En la entrevista que aparece en BLDGBLOG al fotógrafo Simon Norfolk se hace referencia a su texto Et in Arcadia Ego:
What these "landscapes" have in common – their fundamental basis in war – is always downplayed in our society. I was astounded to discover that the long, straight, bustling, commercial road that runs through my neighbourhood of London follows an old Roman road. In places the Roman stones are still buried beneath the modern tarmac. Crucially, it needs to be understood that the road system built by the Romans was their highest military technology, their equivalent of the stealth bomber or the Apache helicopter – a technology that allowed a huge empire to be maintained by a relatively small army, that could move quickly and safely along these paved, all-weather roads. It is extraordinary that London, a city that ought to be shaped by Tudor kings, the British Empire, Victorian engineers and modern international Finance, is a city fundamentally drawn, even to this day, by abandoned Roman military hardware.
La infraestructura urbana (el hardware de las ciudades) muestra una enorme inercia, de modo que los diseños permanecen, aún sin ser ya visibles o cuando su función original ha desaparecido, siglos después de ser concebidos y materializados. Pero su presencia influencia los flujos y las redes urbanas (el software).

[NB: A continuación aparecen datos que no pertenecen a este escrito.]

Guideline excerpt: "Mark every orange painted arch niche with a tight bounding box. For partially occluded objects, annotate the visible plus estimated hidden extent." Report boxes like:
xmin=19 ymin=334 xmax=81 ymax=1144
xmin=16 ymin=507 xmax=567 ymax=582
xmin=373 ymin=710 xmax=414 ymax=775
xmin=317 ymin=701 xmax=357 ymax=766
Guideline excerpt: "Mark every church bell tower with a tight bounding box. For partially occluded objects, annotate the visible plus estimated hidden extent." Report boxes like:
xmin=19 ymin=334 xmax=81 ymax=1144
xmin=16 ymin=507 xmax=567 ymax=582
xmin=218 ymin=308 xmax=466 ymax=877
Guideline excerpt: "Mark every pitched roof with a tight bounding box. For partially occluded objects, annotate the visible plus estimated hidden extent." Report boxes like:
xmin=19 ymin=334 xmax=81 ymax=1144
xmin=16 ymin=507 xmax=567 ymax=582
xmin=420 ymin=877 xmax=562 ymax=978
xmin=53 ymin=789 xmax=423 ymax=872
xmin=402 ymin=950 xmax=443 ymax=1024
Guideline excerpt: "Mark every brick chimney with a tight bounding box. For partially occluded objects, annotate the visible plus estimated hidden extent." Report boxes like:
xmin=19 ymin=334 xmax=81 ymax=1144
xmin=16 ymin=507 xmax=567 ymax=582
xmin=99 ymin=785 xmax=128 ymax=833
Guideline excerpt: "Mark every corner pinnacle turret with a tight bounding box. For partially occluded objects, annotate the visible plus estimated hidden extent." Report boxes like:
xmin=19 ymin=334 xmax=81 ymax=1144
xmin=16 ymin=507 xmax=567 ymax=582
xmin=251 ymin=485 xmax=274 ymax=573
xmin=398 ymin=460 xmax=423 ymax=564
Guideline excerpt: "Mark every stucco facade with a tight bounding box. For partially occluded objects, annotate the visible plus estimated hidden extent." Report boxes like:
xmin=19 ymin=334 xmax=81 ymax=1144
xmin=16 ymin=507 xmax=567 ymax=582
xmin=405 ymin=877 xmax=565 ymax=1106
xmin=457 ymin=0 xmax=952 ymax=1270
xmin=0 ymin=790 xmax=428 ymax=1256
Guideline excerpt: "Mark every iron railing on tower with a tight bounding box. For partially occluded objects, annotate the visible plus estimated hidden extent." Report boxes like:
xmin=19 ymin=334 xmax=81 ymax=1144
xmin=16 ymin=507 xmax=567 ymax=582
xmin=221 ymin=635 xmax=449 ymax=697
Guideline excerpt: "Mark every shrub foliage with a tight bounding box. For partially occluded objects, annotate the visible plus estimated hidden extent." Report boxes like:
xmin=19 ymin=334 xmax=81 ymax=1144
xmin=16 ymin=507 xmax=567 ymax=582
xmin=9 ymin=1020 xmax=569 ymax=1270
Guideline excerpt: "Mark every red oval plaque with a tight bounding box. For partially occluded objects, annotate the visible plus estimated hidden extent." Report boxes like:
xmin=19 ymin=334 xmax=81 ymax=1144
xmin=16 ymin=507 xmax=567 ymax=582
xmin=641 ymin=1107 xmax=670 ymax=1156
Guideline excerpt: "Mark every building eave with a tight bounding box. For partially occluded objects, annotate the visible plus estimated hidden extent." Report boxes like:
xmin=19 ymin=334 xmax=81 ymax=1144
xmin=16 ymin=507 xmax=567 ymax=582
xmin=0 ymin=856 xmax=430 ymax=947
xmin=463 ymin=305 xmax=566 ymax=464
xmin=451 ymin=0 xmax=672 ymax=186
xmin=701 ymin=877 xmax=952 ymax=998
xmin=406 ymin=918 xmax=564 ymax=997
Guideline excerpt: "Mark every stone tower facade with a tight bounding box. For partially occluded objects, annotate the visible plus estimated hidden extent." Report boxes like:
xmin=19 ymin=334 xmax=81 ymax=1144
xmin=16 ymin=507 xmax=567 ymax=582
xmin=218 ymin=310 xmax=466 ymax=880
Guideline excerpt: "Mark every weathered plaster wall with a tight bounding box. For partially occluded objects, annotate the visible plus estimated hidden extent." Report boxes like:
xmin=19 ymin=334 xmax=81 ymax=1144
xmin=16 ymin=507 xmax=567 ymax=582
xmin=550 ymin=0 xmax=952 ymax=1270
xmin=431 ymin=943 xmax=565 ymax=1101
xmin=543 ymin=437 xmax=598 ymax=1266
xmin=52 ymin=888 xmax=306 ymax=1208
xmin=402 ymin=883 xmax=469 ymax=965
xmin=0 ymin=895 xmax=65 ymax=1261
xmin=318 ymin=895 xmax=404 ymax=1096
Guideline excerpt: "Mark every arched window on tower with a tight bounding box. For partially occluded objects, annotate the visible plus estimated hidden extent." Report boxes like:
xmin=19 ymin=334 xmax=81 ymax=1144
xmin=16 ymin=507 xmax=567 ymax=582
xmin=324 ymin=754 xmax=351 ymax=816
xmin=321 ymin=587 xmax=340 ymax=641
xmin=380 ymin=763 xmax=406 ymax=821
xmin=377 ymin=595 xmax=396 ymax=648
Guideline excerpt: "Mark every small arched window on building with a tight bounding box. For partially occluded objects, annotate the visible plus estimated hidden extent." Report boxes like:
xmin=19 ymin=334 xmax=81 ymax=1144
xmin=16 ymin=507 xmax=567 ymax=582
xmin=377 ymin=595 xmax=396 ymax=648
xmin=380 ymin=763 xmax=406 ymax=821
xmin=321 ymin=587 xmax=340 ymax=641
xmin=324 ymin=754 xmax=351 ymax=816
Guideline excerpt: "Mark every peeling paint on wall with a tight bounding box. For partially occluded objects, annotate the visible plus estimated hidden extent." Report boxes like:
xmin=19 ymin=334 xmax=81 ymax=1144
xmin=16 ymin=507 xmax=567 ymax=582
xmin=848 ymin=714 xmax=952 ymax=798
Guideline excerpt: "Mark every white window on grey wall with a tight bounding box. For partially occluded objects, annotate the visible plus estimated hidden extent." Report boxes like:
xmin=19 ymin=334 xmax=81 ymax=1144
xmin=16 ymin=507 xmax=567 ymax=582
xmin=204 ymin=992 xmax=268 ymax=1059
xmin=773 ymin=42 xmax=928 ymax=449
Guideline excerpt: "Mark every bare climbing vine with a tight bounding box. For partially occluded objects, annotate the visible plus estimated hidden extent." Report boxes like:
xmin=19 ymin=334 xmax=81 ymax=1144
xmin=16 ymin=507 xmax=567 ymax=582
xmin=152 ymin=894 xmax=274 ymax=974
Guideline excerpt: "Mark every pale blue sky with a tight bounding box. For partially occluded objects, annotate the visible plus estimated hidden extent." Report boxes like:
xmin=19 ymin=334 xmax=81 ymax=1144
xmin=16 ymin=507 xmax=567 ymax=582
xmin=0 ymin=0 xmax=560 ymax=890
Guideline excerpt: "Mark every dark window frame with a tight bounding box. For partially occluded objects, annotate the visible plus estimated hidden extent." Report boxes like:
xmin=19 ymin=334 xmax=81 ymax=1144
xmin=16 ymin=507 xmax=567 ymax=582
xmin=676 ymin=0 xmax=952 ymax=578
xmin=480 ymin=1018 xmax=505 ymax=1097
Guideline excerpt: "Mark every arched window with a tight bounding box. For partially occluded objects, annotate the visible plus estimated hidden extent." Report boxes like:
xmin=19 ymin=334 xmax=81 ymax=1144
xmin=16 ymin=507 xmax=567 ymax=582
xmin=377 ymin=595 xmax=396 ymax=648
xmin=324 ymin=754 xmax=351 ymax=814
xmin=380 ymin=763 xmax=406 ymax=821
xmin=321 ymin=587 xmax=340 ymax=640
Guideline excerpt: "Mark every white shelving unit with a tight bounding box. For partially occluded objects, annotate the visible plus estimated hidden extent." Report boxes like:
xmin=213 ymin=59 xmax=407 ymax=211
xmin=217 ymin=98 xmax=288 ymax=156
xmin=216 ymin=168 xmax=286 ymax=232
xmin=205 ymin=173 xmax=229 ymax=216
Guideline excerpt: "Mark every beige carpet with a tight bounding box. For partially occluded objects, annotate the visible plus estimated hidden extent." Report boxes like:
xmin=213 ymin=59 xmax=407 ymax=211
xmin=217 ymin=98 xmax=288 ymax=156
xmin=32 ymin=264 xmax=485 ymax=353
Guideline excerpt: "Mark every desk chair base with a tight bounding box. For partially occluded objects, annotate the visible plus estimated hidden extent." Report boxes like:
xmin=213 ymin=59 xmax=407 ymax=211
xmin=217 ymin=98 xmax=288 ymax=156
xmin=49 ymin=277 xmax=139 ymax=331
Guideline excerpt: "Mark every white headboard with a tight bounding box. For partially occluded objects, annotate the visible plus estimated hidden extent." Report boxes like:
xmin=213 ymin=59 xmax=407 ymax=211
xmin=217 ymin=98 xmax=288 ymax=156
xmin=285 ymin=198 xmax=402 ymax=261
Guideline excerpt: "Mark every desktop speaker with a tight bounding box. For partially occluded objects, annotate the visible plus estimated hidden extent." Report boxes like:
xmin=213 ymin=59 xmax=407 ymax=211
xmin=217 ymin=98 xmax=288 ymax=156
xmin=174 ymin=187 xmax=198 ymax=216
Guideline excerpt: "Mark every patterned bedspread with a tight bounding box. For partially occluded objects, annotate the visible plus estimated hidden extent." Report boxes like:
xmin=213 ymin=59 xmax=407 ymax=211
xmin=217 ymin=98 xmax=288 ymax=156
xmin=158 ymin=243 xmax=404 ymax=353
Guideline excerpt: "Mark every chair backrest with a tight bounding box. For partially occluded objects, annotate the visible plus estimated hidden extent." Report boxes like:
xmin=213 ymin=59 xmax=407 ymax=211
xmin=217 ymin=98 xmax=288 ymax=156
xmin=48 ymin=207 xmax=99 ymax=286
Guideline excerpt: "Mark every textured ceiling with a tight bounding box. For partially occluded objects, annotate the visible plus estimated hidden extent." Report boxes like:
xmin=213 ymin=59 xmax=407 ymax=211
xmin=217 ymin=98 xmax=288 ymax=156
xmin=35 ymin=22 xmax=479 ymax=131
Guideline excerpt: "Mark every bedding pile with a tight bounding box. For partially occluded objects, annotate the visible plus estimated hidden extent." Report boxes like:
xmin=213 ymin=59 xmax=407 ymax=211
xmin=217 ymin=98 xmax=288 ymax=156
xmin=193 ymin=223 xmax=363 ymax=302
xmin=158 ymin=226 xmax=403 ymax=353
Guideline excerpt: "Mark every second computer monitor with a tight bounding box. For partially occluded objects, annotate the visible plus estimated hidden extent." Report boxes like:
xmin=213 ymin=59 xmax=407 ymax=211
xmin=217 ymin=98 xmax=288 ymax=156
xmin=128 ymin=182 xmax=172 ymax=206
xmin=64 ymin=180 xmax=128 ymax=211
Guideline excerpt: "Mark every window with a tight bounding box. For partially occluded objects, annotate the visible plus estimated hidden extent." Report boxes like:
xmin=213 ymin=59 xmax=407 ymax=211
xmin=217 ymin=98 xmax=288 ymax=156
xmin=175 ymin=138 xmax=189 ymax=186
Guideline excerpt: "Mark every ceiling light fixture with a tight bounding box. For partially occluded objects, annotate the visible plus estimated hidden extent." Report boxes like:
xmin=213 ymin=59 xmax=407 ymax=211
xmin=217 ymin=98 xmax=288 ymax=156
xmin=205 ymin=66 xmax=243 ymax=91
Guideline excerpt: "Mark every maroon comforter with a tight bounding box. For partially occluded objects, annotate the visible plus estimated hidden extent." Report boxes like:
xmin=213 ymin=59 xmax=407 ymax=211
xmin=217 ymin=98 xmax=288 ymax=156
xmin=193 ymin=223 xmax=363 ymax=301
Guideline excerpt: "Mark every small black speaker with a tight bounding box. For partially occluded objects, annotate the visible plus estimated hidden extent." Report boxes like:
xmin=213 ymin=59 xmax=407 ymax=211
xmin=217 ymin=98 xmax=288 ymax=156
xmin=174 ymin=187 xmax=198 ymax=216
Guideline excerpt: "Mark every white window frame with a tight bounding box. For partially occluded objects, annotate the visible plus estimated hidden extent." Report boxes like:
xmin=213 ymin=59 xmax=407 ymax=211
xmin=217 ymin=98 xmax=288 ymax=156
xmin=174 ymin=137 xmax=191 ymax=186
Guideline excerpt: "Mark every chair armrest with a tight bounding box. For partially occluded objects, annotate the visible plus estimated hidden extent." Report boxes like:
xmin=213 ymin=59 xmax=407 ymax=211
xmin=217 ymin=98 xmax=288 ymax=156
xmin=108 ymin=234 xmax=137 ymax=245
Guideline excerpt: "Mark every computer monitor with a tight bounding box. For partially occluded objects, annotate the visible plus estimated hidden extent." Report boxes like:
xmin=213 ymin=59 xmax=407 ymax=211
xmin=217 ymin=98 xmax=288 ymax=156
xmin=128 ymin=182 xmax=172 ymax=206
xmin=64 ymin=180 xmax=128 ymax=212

Una de las fuerzas que diseñaron en el pasado muchas ciudades occidentales fue la estrategia militar. Pero esa misma estrategia, como una forma de arquitectura extraordinariamente potente, configura hoy en día muchas de las ciudades donde se desarrollan los conflictos contemporáneos. La imagen de Simon Norfolk nos muestra Baghdad en el Irak inmediatemente posterior a la segunda Guerra del Golfo ["Rashid Street in Central Baghdad. The buildng on the right overlooks the bridge and so was heavily damaged in the fighting."].
Sobre los nuevos estrategas militares ocupados por el urbanismo ha investigado el arquitecto israelí Eyal Weizman, al analizar las ciudades escenario del conflcito palestino-israelí. En este conflicto el ejército israelí desarrolla estrategias de destrucción urbana selectiva. Del mismo modo la ocupación civil del espacio en los territorios ocupados responde a una estrategia militar y no tanto a “cuestiones civiles” de gestión territorial. Su trabajo se puede seguir en el libro A Civilian Occupation: The Politics of Israeli Architecture, en la entrevista en Cabinet Magazine (issue 9 Winter 2002/03) The Wall and the Eye: An Interview with Eyal Weizman, o en su artículo The politics of verticality en Open Democracy. Recientemente fue elegido para las 2006–07 James Stirling Memorial Lectures on the City Competition por su propuesta Destruction by Design: Military Strategy as Urban Planning (Subtopia y context realizaron un excelente análisis del trabajo de Weizman a raíz de sus conferencias canadienses y aquí puede consultarse un resumen de la conferencia). Pero el lugar fundamental para conocer su análisis del diseño de la destrucción urbana es el artículo Lethal Theory (versión pdf):
The fact that most contemporary military operations are staged in cities suggests an urgent need to reflect on an emergent relationship between armed conflicts and the built environment. Contemporary urban warfare plays itself out within a constructed, real or imaginary architecture, and through the destruction, construction, reorganization, and subversion of space. As such, the urban environment is increasingly understood by military thinkers not simply as the backdrop for conflict, nor as its mere consequence, but as a dynamic field locked in a feedback-based relationship with the diverse forces operating within it – local populations, soldiers, guerrilla fighters, journalists and photographers, and humanitarian agents. This essay belongs to a larger investigation of the ways in which contemporary military theorists are conceptualizing the urban domain. What are the terms they are using to think about cities? What does the language employed by the military to describe the city to themselves (for example, at international conferences dealing with urban warfare) and to the general public (most often through the media) tell us about the relationship between organized violence and the production of space? What does this language tell us about the military as an institution? Not least important is the question of the role of theory in all these operations.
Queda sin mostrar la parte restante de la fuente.